NewsLocal News


Researchers: The 'Big One' could feel even bigger

Posted at 10:23 PM, Jul 16, 2020
and last updated 2020-07-17 00:23:14-04

SALT LAKE CITY — The next large earthquake to hit along the Wasatch Front could cause more damage than first thought.

After studying the 5.7 magnitude Magna earthquake, researchers believe the so-called “Big One” could feel bigger because it could be miles closer to the earth’s surface.

“It does make a big difference in terms of the level of shaking of the ground that you would feel or experience right very close to the epicenter,” said University of Utah Seismograph Stations Director Keith Koper.

Their findings were recently submitted for peer-review by the Geophysical Research Letters last week.

"We get excited about earthquakes like this and we got a lot of new information,” said research scientist Katherine Whidden.

The Magna fault structure was relatively unknown before March 18, 2020.

After examining thousands of aftershocks, researchers will use the data to update seismic hazard models.

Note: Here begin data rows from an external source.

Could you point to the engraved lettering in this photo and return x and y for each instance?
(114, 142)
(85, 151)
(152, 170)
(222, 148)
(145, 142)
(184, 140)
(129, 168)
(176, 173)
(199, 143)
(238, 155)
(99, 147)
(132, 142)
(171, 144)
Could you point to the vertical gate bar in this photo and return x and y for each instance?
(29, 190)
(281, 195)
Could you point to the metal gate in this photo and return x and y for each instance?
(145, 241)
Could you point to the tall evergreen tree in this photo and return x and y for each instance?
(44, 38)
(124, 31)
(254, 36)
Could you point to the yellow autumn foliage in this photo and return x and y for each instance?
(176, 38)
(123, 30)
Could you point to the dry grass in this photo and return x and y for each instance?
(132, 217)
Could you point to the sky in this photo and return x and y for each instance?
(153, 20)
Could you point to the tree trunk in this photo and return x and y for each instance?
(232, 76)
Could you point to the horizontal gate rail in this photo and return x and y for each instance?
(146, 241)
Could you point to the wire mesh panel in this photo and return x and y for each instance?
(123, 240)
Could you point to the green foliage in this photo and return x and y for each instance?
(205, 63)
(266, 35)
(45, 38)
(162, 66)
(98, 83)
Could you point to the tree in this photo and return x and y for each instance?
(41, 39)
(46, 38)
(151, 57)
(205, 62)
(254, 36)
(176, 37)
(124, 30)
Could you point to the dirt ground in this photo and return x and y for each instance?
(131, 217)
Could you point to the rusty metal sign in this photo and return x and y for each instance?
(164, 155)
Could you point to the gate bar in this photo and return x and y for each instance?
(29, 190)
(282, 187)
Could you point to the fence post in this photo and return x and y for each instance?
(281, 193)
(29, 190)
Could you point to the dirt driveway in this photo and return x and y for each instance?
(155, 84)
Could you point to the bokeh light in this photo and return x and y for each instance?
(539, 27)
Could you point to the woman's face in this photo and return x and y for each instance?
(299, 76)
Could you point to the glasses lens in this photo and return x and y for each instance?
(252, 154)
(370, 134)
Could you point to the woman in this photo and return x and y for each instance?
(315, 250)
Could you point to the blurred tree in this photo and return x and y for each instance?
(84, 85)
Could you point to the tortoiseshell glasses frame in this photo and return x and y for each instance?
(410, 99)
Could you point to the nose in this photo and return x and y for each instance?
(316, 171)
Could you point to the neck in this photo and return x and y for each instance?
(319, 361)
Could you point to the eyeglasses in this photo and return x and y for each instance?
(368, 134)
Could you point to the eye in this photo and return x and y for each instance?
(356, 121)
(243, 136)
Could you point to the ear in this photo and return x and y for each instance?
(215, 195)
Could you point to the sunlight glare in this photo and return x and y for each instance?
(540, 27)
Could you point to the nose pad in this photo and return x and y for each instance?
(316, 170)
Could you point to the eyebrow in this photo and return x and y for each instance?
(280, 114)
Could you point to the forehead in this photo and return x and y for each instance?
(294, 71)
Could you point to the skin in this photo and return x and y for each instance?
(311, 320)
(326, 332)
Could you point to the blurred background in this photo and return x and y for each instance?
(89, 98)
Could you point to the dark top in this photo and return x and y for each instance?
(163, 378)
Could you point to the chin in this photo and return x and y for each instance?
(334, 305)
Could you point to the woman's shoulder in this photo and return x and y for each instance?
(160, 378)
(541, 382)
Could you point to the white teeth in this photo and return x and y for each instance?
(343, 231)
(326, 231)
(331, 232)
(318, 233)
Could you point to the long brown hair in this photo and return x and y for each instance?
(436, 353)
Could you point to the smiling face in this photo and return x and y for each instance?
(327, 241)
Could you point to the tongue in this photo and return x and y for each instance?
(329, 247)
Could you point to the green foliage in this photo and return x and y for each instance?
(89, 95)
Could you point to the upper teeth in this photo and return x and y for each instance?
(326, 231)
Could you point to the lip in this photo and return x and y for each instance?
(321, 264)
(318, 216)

It might even be used to update building codes in the future.

“If you can learn something that can help us better estimate or forecast what is going to be the shaking of a future earthquake, to me it is a big deal,” said Koper.

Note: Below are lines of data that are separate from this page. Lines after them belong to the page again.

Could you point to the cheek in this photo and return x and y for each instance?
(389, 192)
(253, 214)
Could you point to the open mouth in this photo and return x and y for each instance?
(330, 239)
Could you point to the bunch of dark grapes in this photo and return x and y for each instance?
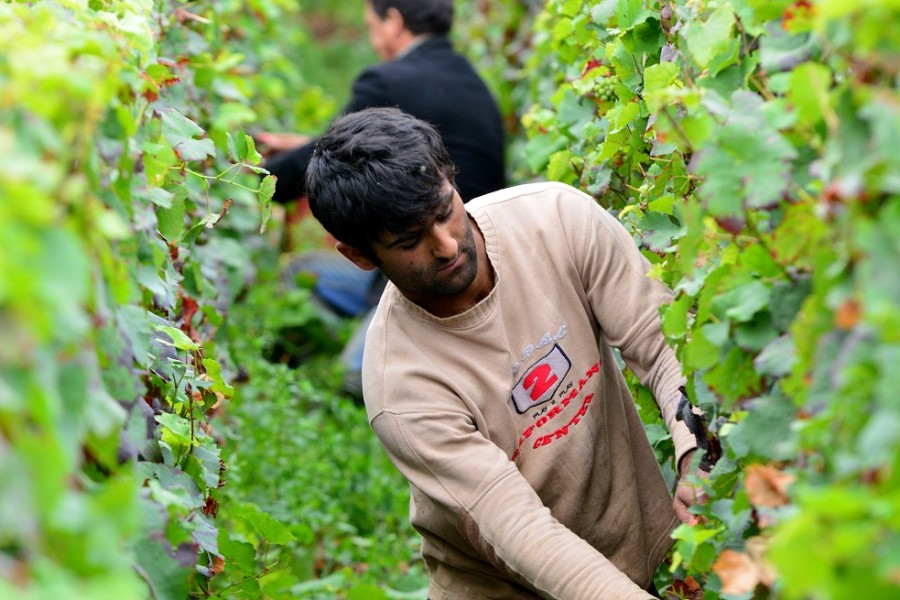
(605, 88)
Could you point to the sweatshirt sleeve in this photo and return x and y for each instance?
(626, 300)
(450, 461)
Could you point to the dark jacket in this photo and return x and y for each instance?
(438, 85)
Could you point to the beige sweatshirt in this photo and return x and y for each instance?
(530, 472)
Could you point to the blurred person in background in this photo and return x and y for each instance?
(423, 75)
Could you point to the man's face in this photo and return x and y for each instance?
(433, 262)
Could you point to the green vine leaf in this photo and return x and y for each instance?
(181, 132)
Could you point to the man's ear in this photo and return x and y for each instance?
(356, 256)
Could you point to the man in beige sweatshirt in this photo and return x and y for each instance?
(489, 374)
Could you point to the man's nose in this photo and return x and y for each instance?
(444, 244)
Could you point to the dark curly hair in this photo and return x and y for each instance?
(377, 171)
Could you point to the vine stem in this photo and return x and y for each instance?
(263, 571)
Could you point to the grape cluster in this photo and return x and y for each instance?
(605, 88)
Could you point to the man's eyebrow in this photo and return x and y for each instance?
(404, 237)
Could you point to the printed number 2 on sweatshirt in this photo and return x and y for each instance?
(541, 381)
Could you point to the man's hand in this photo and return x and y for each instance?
(272, 143)
(688, 493)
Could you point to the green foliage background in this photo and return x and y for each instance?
(149, 450)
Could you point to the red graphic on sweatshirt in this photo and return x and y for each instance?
(557, 409)
(541, 381)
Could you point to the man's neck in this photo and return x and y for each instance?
(410, 44)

The Wasatch fault is long overdue for a Magnitude 7 quake. It’s estimated to be capable of causing 2,500 deaths and $33 billion in damage.

“We are refining our understanding of a fault and understanding our hazard here in Utah and in the long run, we will all be safer,” said Whidden.

While the research is important, Koper and Whidden agree people should not panic. Instead, they advise people to put together a 72-hour kit and make a family plan for when a large earthquake strikes.